Os projetos de valor arquitetônico são uma minoria. Enquanto isso, câmeras de segurança e guaritas se multiplicam. As calçadas variam de residência para residência, com muita vegetação e pouco espaço para caminhar.
Carros se enfileiram pelas ruas transformadas em contínuos estacionamentos. O tráfego de veículos se entranhou nas suas vias curvas. A ambiência campestre ambicionada na origem foi perdida.
Seguem sendo bairros da elite, mas centenas de lotes contêm placas de venda ou aluguel. Essas construções encalhadas são a raiz do debate que ocorre no Condephaat, órgão estadual de preservação do patrimônio histórico.
Desde 1986, a região dos Jardins é tombada, mantendo a divisão em grandes parcelas de uso residencial tal como o pensado cem anos atrás. Discutem agora a possibilidade de fracionamento das grandes casas em apartamentos —pequenos condomínios multifamiliares— e a divisão dos lotes em terrenos menores.
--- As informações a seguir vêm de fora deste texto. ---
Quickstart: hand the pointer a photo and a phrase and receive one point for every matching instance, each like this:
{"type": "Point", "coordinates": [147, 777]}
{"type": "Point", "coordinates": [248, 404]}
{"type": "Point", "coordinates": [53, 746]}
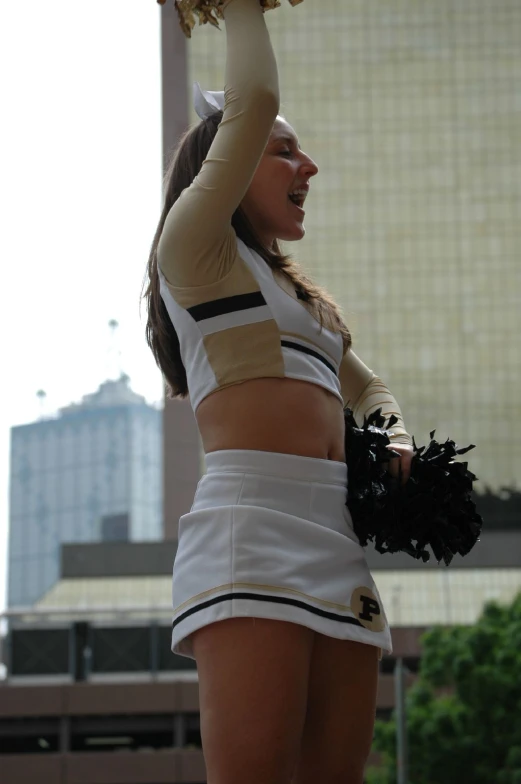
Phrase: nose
{"type": "Point", "coordinates": [310, 166]}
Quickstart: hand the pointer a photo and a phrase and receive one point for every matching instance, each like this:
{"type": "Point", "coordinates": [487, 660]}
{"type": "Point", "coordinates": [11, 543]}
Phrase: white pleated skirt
{"type": "Point", "coordinates": [269, 535]}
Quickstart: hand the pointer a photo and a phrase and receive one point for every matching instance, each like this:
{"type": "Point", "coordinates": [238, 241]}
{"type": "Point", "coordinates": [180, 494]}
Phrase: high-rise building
{"type": "Point", "coordinates": [92, 473]}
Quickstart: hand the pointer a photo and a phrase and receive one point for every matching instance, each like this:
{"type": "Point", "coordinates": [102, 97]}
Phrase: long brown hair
{"type": "Point", "coordinates": [186, 162]}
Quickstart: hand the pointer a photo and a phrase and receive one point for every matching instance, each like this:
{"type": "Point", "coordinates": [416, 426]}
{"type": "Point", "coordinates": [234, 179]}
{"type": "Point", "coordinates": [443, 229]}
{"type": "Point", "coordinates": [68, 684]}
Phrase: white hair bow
{"type": "Point", "coordinates": [207, 102]}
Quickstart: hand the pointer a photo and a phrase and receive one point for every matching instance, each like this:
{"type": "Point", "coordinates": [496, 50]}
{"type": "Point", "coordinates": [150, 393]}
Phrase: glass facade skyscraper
{"type": "Point", "coordinates": [412, 112]}
{"type": "Point", "coordinates": [93, 473]}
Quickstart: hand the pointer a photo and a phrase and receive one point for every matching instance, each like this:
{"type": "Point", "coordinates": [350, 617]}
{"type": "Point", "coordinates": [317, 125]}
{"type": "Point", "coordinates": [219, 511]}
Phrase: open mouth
{"type": "Point", "coordinates": [298, 201]}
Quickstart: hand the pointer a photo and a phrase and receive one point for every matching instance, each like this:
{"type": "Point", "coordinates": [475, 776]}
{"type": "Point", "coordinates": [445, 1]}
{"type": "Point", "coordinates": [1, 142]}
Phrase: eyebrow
{"type": "Point", "coordinates": [286, 138]}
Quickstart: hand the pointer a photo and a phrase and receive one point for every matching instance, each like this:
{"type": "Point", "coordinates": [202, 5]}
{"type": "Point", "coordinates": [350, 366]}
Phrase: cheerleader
{"type": "Point", "coordinates": [271, 590]}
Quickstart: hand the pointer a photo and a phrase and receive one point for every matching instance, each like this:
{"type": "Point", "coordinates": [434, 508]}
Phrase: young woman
{"type": "Point", "coordinates": [272, 593]}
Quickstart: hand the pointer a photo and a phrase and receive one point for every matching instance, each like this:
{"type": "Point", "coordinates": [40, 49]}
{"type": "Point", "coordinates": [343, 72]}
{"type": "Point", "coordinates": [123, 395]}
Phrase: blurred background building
{"type": "Point", "coordinates": [92, 473]}
{"type": "Point", "coordinates": [413, 115]}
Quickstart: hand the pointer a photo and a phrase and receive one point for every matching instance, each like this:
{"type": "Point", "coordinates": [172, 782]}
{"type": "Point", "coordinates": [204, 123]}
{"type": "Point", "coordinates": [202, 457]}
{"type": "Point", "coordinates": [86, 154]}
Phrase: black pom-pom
{"type": "Point", "coordinates": [433, 508]}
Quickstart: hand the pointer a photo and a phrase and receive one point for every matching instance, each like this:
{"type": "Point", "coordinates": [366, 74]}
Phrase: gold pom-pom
{"type": "Point", "coordinates": [209, 11]}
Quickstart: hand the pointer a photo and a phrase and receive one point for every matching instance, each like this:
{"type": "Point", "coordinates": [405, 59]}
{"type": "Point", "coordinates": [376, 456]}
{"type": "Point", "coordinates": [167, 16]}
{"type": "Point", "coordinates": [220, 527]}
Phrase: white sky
{"type": "Point", "coordinates": [80, 193]}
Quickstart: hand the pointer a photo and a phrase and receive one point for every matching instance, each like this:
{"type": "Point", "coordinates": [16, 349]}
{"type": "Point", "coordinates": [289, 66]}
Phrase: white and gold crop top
{"type": "Point", "coordinates": [236, 320]}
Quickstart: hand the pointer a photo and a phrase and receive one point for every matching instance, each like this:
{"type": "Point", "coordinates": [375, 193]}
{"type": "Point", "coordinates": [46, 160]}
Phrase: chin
{"type": "Point", "coordinates": [293, 235]}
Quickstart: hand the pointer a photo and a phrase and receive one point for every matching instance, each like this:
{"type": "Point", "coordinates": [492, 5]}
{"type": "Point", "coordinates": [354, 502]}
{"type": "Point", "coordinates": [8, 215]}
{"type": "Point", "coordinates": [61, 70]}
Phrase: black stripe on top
{"type": "Point", "coordinates": [261, 598]}
{"type": "Point", "coordinates": [218, 307]}
{"type": "Point", "coordinates": [306, 350]}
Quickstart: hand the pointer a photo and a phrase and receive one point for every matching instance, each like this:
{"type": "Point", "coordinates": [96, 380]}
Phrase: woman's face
{"type": "Point", "coordinates": [282, 169]}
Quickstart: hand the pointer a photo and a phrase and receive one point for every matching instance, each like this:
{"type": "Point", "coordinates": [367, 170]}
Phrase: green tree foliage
{"type": "Point", "coordinates": [464, 711]}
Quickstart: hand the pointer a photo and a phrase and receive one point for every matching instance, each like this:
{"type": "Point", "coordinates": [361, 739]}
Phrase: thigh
{"type": "Point", "coordinates": [339, 725]}
{"type": "Point", "coordinates": [253, 683]}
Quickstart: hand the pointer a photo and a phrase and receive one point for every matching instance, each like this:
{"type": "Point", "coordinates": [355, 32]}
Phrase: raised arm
{"type": "Point", "coordinates": [197, 245]}
{"type": "Point", "coordinates": [364, 392]}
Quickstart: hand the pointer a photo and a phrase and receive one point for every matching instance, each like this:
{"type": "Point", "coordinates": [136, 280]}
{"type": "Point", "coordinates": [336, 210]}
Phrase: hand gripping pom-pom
{"type": "Point", "coordinates": [433, 508]}
{"type": "Point", "coordinates": [209, 11]}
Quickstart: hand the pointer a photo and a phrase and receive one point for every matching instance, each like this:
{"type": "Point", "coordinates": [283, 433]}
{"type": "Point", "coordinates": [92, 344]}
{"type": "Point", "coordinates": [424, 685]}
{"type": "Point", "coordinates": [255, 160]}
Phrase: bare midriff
{"type": "Point", "coordinates": [274, 415]}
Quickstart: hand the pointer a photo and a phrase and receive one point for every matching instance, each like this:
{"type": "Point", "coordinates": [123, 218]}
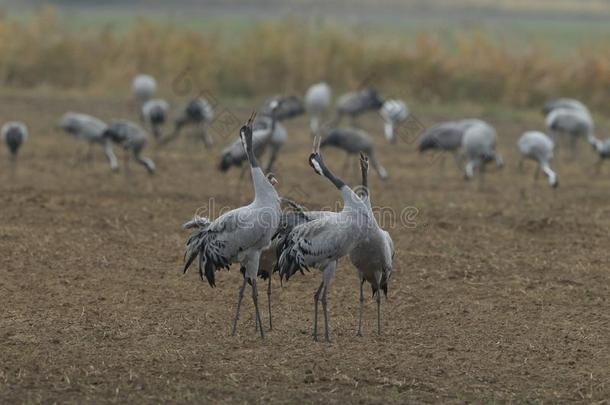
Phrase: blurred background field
{"type": "Point", "coordinates": [515, 53]}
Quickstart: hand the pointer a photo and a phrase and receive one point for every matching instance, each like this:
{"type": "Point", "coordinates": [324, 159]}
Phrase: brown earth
{"type": "Point", "coordinates": [499, 294]}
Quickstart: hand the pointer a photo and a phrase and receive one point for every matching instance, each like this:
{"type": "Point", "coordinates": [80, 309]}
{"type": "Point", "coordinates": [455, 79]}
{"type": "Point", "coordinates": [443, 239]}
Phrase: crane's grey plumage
{"type": "Point", "coordinates": [317, 102]}
{"type": "Point", "coordinates": [13, 134]}
{"type": "Point", "coordinates": [574, 123]}
{"type": "Point", "coordinates": [288, 107]}
{"type": "Point", "coordinates": [565, 103]}
{"type": "Point", "coordinates": [289, 219]}
{"type": "Point", "coordinates": [356, 103]}
{"type": "Point", "coordinates": [446, 137]}
{"type": "Point", "coordinates": [267, 132]}
{"type": "Point", "coordinates": [197, 112]}
{"type": "Point", "coordinates": [89, 129]}
{"type": "Point", "coordinates": [602, 148]}
{"type": "Point", "coordinates": [479, 147]}
{"type": "Point", "coordinates": [144, 88]}
{"type": "Point", "coordinates": [353, 141]}
{"type": "Point", "coordinates": [539, 147]}
{"type": "Point", "coordinates": [322, 242]}
{"type": "Point", "coordinates": [393, 113]}
{"type": "Point", "coordinates": [239, 235]}
{"type": "Point", "coordinates": [133, 139]}
{"type": "Point", "coordinates": [372, 255]}
{"type": "Point", "coordinates": [155, 112]}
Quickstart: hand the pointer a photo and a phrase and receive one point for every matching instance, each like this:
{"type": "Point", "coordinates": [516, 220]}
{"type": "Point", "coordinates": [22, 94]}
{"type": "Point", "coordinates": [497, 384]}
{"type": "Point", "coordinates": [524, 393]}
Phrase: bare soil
{"type": "Point", "coordinates": [499, 294]}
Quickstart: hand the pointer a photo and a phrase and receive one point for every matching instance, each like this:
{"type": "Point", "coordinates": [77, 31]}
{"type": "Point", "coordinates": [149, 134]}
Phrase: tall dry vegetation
{"type": "Point", "coordinates": [288, 56]}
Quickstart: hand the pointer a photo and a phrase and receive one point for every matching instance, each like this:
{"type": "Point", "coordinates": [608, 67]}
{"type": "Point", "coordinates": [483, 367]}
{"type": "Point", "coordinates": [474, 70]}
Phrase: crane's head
{"type": "Point", "coordinates": [272, 179]}
{"type": "Point", "coordinates": [245, 132]}
{"type": "Point", "coordinates": [315, 159]}
{"type": "Point", "coordinates": [375, 99]}
{"type": "Point", "coordinates": [364, 162]}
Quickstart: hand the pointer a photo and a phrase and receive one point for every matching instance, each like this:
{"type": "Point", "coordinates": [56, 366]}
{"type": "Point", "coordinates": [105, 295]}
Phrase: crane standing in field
{"type": "Point", "coordinates": [446, 137]}
{"type": "Point", "coordinates": [197, 112]}
{"type": "Point", "coordinates": [372, 256]}
{"type": "Point", "coordinates": [13, 134]}
{"type": "Point", "coordinates": [353, 141]}
{"type": "Point", "coordinates": [479, 146]}
{"type": "Point", "coordinates": [89, 129]}
{"type": "Point", "coordinates": [286, 107]}
{"type": "Point", "coordinates": [539, 147]}
{"type": "Point", "coordinates": [565, 103]}
{"type": "Point", "coordinates": [322, 242]}
{"type": "Point", "coordinates": [239, 235]}
{"type": "Point", "coordinates": [267, 131]}
{"type": "Point", "coordinates": [155, 112]}
{"type": "Point", "coordinates": [393, 113]}
{"type": "Point", "coordinates": [602, 148]}
{"type": "Point", "coordinates": [317, 102]}
{"type": "Point", "coordinates": [133, 139]}
{"type": "Point", "coordinates": [143, 88]}
{"type": "Point", "coordinates": [357, 103]}
{"type": "Point", "coordinates": [574, 123]}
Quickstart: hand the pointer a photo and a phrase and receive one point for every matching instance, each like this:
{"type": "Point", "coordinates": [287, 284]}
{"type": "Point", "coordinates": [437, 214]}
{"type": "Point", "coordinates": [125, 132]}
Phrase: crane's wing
{"type": "Point", "coordinates": [218, 243]}
{"type": "Point", "coordinates": [315, 242]}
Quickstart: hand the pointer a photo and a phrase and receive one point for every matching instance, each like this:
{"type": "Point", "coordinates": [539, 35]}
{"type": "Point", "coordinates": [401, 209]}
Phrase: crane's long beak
{"type": "Point", "coordinates": [251, 119]}
{"type": "Point", "coordinates": [316, 143]}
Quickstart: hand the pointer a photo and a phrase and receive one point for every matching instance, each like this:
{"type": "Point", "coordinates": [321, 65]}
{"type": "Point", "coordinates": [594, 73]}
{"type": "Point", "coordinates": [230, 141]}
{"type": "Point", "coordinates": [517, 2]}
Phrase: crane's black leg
{"type": "Point", "coordinates": [269, 301]}
{"type": "Point", "coordinates": [598, 165]}
{"type": "Point", "coordinates": [361, 307]}
{"type": "Point", "coordinates": [316, 298]}
{"type": "Point", "coordinates": [378, 312]}
{"type": "Point", "coordinates": [537, 173]}
{"type": "Point", "coordinates": [240, 298]}
{"type": "Point", "coordinates": [256, 309]}
{"type": "Point", "coordinates": [205, 136]}
{"type": "Point", "coordinates": [325, 309]}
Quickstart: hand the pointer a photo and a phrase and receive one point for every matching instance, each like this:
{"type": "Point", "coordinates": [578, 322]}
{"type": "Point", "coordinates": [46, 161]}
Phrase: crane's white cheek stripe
{"type": "Point", "coordinates": [316, 166]}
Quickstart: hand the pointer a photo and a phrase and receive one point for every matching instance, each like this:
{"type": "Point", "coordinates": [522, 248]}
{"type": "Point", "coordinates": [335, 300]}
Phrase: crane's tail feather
{"type": "Point", "coordinates": [198, 246]}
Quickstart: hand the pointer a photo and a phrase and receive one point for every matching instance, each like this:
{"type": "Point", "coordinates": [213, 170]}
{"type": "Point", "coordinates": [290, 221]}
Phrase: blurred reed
{"type": "Point", "coordinates": [287, 56]}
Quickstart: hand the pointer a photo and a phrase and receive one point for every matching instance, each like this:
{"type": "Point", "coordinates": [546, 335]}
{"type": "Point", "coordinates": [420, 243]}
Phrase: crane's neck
{"type": "Point", "coordinates": [330, 176]}
{"type": "Point", "coordinates": [264, 192]}
{"type": "Point", "coordinates": [250, 152]}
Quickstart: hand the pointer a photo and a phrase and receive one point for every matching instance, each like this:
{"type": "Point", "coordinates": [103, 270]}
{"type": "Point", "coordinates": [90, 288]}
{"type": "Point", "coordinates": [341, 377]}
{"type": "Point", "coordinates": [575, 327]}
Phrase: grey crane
{"type": "Point", "coordinates": [143, 88]}
{"type": "Point", "coordinates": [356, 103]}
{"type": "Point", "coordinates": [239, 235]}
{"type": "Point", "coordinates": [446, 137]}
{"type": "Point", "coordinates": [154, 112]}
{"type": "Point", "coordinates": [13, 134]}
{"type": "Point", "coordinates": [393, 112]}
{"type": "Point", "coordinates": [372, 256]}
{"type": "Point", "coordinates": [318, 99]}
{"type": "Point", "coordinates": [296, 215]}
{"type": "Point", "coordinates": [539, 147]}
{"type": "Point", "coordinates": [574, 123]}
{"type": "Point", "coordinates": [133, 139]}
{"type": "Point", "coordinates": [565, 103]}
{"type": "Point", "coordinates": [286, 107]}
{"type": "Point", "coordinates": [197, 112]}
{"type": "Point", "coordinates": [267, 131]}
{"type": "Point", "coordinates": [479, 147]}
{"type": "Point", "coordinates": [89, 129]}
{"type": "Point", "coordinates": [602, 148]}
{"type": "Point", "coordinates": [353, 141]}
{"type": "Point", "coordinates": [322, 242]}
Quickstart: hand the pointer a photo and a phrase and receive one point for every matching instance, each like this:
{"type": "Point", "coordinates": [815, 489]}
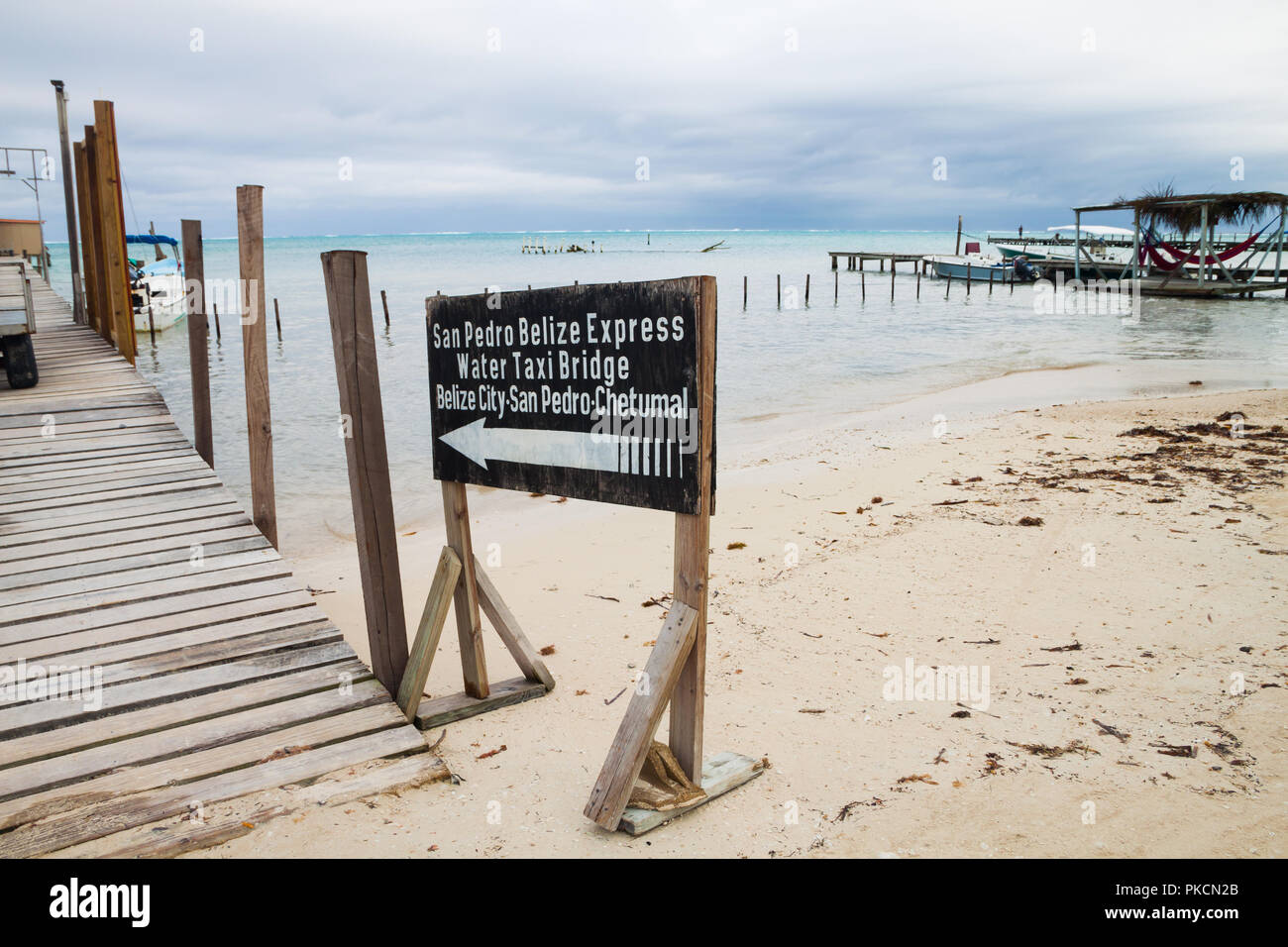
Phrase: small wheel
{"type": "Point", "coordinates": [20, 361]}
Essa proposta tem claro viés conciliatório. Mas algumas perguntas precisam ser colocadas. Que interesse deve prevalecer: dos 12 milhões de cidadãos da metrópole ou poucos milhares de proprietários de grandes terrenos no miolo da cidade? E o que está se preservando para além da idílica visada da miríade de copas das árvores avistadas pelo alto? Órgãos de patrimônio histórico deveriam questionar o valor da conservação de um conjunto urbano muito distinto do que era em sua origem. O que realmente está se protegendo com o tombamento dos Jardins?
Entre os dois epicentros econômicos de Nova York, o sul de Manhattan e Midtown, não há bairros de casas. Nem em Paris, Londres ou qualquer exemplo de metrópole de país desenvolvido. O Jardim América e o Jardim Europa se apresentam como retratos da manutenção de privilégios e da desigualdade social do Brasil —é isso que está sendo de fato preservado.
A área entre Paulista e Faria Lima deveria ser uma das mais densas da cidade. Isso não equivale a uma apologia da liberação de edificações altas nem o desmatamento da vasta vegetação no local —os Jardins podem ser vistos como uma reserva para bom urbanismo em São Paulo.
Em vez de plagiar extemporaneamente o ecletismo parisiense nas fachadas beges e no telhado inclinado de chapas metálicas esverdeadas, podia-se copiar a capital francesa na altura máxima dos prédios (não mais do que seis andares) com comércio no térreo e vida na calçada.
Falso é dizer que adensar com edifícios equivaleria ao fim da predominância verde. A combinação é possível, mas demanda bons projetos arquitetônicos e uma legislação urbana que incentive isso.